At the register, the woman carefully wraps the menorah in tissue paper before placing it in a shopping bag.
“I’ll throw in some candles for you, too,” she says. “Happy Hanukkah.”
“Thank you.”
“And, I don’t mean to assume,” the woman says, her eyes dropping to toward Scully’s belly, “but b'sha'ah tovah.”
“Excuse me?”
“May your baby be born at a favorable time,” she says. “It’s a traditional Jewish blessing. We tend to be a little superstitious around pregnancy so we don’t say mazel tov until after the baby is born.”
“I appreciate that, thank you,” Scully says, bringing her hand to her stomach.
The shopkeeper’s words echo in her mind on the drive home. It feels like the only appropriate thing anyone has said to her about her pregnancy. She’s given hollow smiles and nods to ultrasound technicians who’ve congratulated her and asked how happy she was to be having a baby. Her mother has been a little more sensitive, but Maggie still insists on trying to cheer her up and look on the bright side even though her blessing is tinged with darkness. But: b’sha’ah tovah, at a favorable time. It gives her comfort—the hope that the right time will come, that Mulder will return to her and their child.
Back at her apartment, she gently unwraps the menorah and sets it in the center of her kitchen table. Looking closely at it, she sees there’s even more detail to each individual olive leaf, lines and shading etched into the brass, than she noticed in the store.
The next night, she comes straight home from work and digs a box of matches from her kitchen drawer to light the menorah. She and Mulder once celebrated an improvised Hanukkah with battery-powered candles in an airport bar, so she knows to light the center candle, the shamash, first. Then she places a candle in the far right branch and uses the shamash to light that one, too.

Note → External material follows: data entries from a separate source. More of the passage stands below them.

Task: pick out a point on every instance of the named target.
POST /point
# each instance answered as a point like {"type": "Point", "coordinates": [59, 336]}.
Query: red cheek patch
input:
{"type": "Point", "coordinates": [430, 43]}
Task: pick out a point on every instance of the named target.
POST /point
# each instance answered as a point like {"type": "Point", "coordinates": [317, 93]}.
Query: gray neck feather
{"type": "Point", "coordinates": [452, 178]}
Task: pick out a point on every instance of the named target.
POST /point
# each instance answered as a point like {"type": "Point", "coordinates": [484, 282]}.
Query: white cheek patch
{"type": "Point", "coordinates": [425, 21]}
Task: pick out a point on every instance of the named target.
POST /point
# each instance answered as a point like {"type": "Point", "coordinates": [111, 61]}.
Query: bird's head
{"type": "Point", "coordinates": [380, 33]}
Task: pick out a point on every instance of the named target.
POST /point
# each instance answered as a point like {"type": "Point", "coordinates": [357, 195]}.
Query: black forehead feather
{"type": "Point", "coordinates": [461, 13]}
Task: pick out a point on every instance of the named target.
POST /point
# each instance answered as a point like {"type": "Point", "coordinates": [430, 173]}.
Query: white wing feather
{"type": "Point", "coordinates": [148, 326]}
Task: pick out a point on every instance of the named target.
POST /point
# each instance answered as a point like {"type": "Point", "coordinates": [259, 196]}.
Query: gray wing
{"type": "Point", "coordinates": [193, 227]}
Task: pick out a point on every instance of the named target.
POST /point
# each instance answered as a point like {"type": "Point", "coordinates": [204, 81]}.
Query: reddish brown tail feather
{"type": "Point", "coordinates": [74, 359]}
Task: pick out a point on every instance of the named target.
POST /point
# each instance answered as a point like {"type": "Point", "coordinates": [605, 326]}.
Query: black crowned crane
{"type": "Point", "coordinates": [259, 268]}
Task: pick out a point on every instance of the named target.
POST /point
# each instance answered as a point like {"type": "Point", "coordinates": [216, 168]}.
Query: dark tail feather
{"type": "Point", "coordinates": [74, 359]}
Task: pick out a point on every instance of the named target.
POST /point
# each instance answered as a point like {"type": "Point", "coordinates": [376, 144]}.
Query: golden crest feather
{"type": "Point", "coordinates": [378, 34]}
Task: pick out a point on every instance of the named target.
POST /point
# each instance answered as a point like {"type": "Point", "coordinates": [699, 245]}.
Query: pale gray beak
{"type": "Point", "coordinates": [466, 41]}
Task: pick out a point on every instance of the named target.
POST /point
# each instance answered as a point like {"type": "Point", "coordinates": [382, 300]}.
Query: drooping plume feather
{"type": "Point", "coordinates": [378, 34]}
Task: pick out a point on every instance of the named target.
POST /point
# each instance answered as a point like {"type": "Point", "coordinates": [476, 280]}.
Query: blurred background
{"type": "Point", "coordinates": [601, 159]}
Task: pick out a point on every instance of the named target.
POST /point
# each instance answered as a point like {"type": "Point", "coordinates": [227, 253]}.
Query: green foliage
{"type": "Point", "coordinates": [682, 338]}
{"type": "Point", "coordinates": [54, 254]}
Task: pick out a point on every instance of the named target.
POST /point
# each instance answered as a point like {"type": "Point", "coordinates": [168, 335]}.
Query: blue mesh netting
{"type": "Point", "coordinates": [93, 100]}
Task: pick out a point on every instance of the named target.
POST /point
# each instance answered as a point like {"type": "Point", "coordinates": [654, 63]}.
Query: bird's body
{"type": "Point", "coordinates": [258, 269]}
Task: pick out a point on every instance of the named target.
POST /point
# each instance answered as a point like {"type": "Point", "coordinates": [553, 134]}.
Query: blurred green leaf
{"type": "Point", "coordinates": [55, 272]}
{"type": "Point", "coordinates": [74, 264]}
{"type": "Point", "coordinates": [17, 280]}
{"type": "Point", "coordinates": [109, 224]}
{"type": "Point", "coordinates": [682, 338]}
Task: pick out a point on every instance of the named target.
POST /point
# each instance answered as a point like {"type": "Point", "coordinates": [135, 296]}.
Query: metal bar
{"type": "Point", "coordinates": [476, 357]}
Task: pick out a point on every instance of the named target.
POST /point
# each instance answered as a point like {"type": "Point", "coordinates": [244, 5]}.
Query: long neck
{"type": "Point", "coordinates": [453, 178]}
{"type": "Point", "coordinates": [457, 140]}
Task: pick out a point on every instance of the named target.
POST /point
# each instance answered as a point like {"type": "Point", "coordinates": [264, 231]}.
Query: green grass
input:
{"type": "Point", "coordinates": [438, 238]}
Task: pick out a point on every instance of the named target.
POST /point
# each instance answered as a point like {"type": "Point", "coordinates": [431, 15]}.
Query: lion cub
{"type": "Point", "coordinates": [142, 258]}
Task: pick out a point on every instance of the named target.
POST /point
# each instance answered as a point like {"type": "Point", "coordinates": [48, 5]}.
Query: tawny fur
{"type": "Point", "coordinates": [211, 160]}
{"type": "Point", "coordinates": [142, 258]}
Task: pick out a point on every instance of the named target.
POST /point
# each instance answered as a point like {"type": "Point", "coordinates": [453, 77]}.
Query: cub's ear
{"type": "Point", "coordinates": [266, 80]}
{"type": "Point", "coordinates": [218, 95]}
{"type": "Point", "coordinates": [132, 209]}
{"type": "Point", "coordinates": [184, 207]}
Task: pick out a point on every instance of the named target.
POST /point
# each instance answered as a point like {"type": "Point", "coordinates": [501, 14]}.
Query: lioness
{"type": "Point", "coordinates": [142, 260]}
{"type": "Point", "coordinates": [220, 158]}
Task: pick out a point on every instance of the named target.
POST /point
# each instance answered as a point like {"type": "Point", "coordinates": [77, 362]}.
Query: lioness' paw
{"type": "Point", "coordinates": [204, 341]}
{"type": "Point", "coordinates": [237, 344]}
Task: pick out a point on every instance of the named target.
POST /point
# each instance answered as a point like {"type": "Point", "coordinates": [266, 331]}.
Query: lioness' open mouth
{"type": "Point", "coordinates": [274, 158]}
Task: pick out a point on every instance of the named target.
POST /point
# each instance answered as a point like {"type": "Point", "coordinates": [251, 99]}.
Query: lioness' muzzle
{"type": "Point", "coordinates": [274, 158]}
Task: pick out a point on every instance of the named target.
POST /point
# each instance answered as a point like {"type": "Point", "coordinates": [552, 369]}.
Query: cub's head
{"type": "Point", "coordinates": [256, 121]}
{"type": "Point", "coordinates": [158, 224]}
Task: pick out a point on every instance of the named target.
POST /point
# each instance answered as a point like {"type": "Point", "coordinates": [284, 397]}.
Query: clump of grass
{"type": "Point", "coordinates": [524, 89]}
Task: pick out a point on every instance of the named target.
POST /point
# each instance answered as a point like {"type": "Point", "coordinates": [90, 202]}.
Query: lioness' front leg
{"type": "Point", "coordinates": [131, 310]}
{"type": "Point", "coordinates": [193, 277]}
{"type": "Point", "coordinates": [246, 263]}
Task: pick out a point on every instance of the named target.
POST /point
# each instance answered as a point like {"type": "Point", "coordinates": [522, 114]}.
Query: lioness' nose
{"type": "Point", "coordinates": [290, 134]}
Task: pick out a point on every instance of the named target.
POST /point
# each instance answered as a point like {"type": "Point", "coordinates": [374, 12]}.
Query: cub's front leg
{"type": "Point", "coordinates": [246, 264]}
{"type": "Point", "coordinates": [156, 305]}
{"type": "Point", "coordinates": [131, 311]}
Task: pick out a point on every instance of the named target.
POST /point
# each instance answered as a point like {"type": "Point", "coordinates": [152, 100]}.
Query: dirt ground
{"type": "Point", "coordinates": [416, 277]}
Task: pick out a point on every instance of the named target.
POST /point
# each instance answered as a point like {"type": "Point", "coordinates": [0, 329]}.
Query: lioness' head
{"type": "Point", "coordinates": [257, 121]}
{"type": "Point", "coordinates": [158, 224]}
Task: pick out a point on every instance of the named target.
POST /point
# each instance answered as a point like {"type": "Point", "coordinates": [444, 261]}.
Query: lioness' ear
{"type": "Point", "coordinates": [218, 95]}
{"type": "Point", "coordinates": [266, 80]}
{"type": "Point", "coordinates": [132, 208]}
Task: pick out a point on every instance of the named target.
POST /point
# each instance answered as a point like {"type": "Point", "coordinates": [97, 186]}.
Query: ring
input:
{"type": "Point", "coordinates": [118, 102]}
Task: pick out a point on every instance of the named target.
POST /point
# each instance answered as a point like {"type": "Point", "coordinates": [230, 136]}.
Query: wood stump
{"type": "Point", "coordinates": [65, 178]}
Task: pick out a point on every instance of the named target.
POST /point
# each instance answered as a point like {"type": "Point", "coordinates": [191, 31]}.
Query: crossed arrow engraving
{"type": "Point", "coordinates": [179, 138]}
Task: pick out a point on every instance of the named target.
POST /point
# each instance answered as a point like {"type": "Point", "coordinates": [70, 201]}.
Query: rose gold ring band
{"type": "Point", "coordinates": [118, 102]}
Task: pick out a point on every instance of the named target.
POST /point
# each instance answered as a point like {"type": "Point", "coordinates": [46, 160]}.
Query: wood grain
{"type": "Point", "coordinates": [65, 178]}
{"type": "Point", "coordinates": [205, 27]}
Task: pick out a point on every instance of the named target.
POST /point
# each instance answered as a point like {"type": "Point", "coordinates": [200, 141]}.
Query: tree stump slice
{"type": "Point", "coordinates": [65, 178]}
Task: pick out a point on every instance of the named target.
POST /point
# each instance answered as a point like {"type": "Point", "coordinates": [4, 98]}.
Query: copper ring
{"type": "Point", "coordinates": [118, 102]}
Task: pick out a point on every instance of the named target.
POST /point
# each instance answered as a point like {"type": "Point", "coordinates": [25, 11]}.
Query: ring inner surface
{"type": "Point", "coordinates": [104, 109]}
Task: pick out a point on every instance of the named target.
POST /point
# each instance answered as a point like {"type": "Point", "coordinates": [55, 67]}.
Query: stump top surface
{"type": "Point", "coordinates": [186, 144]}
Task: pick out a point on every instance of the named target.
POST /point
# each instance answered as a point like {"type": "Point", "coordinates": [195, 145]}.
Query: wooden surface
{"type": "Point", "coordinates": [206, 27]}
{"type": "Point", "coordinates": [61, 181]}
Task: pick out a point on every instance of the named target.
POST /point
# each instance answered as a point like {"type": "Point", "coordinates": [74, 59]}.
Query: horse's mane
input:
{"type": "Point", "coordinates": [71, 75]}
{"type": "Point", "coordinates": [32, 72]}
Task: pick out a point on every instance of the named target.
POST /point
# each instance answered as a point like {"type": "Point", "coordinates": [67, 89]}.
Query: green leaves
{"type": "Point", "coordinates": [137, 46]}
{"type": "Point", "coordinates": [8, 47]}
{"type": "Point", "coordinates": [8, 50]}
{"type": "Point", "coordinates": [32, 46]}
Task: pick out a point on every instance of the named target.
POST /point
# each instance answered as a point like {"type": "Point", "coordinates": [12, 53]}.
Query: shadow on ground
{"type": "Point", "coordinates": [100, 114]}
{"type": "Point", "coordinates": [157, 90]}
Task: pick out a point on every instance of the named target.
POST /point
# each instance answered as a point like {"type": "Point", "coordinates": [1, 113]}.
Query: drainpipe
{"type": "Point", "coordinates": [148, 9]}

She grins at the improbability of it all: Dana Katherine Scully, star Sunday school pupil and lapsed Catholic, lighting a menorah. She doesn’t know the Hebrew prayer that Mulder recited to her once so she silently says her own. She prays for her baby and for Mulder, prays they’ll be together again soon.
More than two millennia ago, a group of Jews kept a menorah, just like this one, lit for eight nights through the power of their beliefs alone. Like the Maccabees, she’s exhausted nearly all of her resources. To the FBI, Mulder’s disappearance is essentially a cold case with no leads left to track. There’s no evidence for her to analyze or put under a microscope hoping it will guide her to him. All she has left to go on is faith.
The warm glow of the candles reflecting on the brass cuts through the darkness surrounding her. She feels the tiniest flutter within her and it nearly takes her breath away. She brings a palm to her belly and feels it again. Life perseveres.
“Happy Hanukkah, little one,” she whispers. “Next year we’ll light the candles with your dad. I promise.”